In early August, President Trump signed a pair of executive orders that would ban TikTok and WeChat from doing business in the United States unless their operations were sold off to an American company.
On Friday, President Trump signed another executive order requiring ByteDance to divest all U.S. assets, including the popular video app, within 90 days, stating that "any transaction by any person, or with respect to any property, subject to the jurisdiction of the United States, with ByteDance Ltd. (a.k.a. Zìjié Tiàodòng), Beijing, China, or its subsidiaries."
The rule also requires the app to delete all of its user data following claims by the White House that the information could be potentially be passed along to the Chinese government.
Ryan argues that the restriction means "approximately 1,500 ByteDance and TikTok employees in the USA will lose their paychecks as of September 20, 2020, because “any transaction by any person” is illegal after the order goes into effect." He also noted that employees of TikTok "have Constitutional rights and interests in this situation that are separate from our employer’s."

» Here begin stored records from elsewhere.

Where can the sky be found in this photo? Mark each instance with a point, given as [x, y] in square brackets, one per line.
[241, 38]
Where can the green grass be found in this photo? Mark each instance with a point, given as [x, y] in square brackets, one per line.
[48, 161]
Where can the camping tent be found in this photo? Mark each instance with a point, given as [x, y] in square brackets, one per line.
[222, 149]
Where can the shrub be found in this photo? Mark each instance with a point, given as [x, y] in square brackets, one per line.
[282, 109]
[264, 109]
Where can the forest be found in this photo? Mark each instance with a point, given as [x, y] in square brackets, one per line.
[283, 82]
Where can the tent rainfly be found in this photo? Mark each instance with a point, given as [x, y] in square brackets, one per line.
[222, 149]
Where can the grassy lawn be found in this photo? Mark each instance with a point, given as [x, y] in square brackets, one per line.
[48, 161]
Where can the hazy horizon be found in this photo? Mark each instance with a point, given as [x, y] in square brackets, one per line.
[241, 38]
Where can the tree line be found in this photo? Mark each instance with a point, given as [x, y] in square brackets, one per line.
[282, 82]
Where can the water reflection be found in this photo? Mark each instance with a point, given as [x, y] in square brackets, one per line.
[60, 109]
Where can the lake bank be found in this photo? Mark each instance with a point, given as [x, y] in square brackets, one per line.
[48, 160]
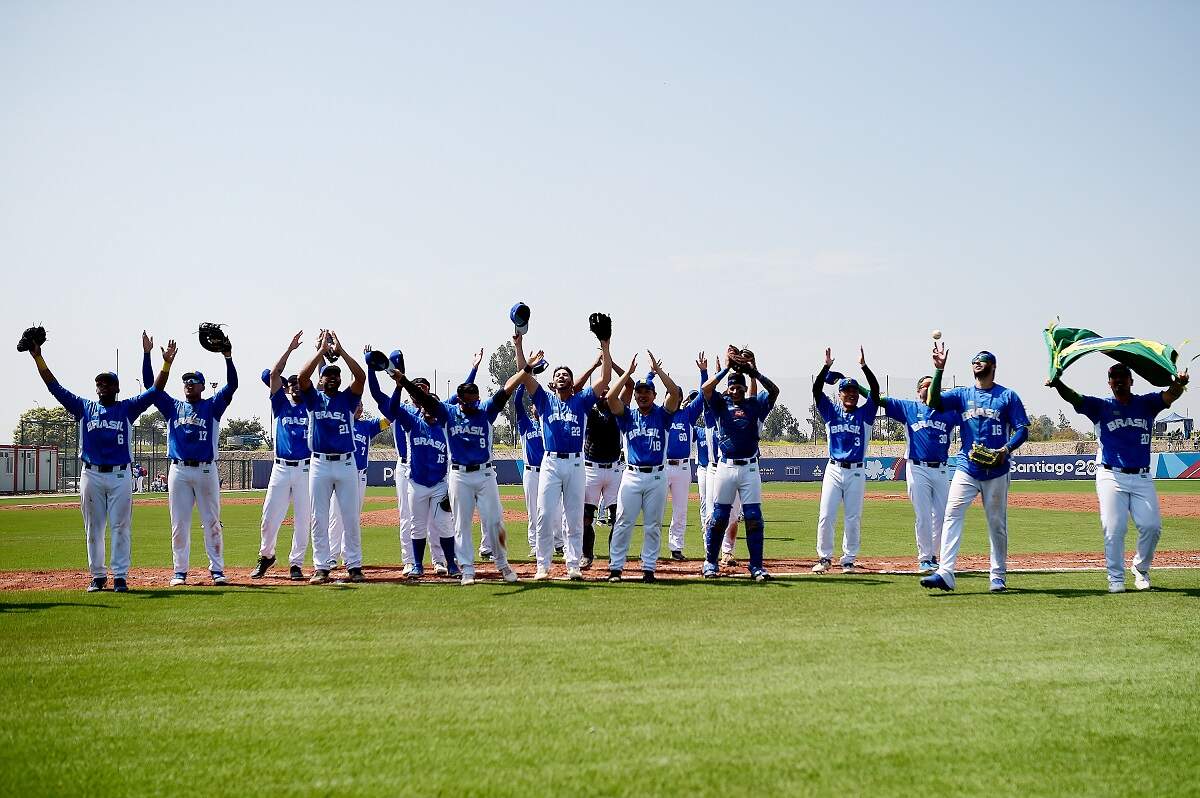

"Please help us assert those rights by raising $30,000 to file an injunction so that a court can order the government to change the order so that TikTok can still pay employees," Ryan wrote. "Although it will cost much more to fully litigate the issue, we believe we can obtain an injunction with this initial budget. We are only asking only for the right to continue to receive paychecks, not for anything else: no damages or any other payout."
Ryan added that all of the funds will go straight to legal representation and that anything left over will be donated to charity.
While TikTok has threatened to take legal action against the orders, they say they have no involvement in the crowdfunding campaign.